The effect of stress-like concentrations of cortisol (C) on estrogen- dependent expression of GnRH receptor was evaluated using orchidectomized sheep (wethers; n = 6 animals per group). C (5.0 mg/50 kg per hour; groups 1- 4) or a comparable volume of vehicle (groups 5-8) was delivered by continuous infusion for 48 h. During the final 24 h of infusion, animals received concurrent infusion of estradiol (E2) at rates of 0 (groups 1 and 5), 0.5 (groups 2 and 6), 2.0 (groups 3 and 7), or 8.0 (groups 4 and 8) μg/50 kg per hour. Pituitary tissue was collected at the end of infusion.

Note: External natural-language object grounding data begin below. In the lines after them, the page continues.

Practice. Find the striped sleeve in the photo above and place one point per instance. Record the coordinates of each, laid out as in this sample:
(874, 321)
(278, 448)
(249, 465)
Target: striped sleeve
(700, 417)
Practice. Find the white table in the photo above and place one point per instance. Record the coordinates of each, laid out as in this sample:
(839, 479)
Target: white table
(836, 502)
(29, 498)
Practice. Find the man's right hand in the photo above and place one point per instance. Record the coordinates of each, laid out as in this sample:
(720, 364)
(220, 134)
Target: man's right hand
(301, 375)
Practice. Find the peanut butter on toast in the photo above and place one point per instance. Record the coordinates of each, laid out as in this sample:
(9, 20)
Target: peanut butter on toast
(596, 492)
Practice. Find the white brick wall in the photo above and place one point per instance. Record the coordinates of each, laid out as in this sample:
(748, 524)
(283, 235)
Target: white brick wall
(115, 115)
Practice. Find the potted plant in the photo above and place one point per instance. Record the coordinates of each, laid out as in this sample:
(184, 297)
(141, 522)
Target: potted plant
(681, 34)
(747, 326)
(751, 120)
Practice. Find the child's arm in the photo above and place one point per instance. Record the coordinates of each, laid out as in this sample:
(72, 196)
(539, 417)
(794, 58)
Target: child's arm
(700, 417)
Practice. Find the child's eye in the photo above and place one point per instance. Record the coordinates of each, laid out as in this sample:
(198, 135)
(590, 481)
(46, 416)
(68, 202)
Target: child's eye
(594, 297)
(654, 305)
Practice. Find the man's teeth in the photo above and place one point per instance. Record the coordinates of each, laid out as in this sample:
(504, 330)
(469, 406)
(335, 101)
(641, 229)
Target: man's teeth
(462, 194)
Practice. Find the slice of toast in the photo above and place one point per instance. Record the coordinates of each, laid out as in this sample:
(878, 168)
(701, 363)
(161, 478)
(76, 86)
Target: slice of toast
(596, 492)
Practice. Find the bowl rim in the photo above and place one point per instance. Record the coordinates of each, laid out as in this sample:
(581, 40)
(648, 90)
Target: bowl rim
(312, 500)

Although C did not affect (p > 0.05) the basal concentration of GnRH receptor or GnRH receptor mRNA, it reduced (p < 0.05) the increase in receptor and receptor mRNA induced by concurrent administration of 0.5 μg E2/50 kg per hour. In contrast, the increase in GnRH receptor expression induced by higher levels of estrogen stimulation was not affected (p > 0.05) by concurrent administration of C. The effect of C on the temporal pattern of E2-dependent increase in GnRH receptor expression was assessed using wethers receiving E2 (0.5 μg/50 kg per hour) by continuous infusion for 0 (groups 1 and 5), 24 (groups 2 and 6), 48 (groups 3 and 7), or 72 h (groups 4 and 8). Animals received C (5.0 mg/50 kg per hour; groups 1-4) or vehicle (groups 5-8) beginning 24 h before, and continuing throughout, the E2 delivery period. Stress-like concentrations of C reduced (p < 0.05) the increase in GnRH receptor and receptor mRNA induced after 24 h of E2 stimulation. However, the suppressive effect of C was transient, and tissue levels of GnRH receptor and receptor mRNA were comparable after 72 h of E2 infusion in animals receiving C or vehicle alone. Collectively these observations demonstrate that C suppresses estrogen-dependent increase in tissue concentrations of GnRH receptor and receptor mRNA. However, this effect of C is transient and not evident in animals receiving moderate to high levels of estrogen stimulation. This transient suppression of GnRH receptor expression may account, at least in part, for the anti-gonadal effect of glucocorticoids.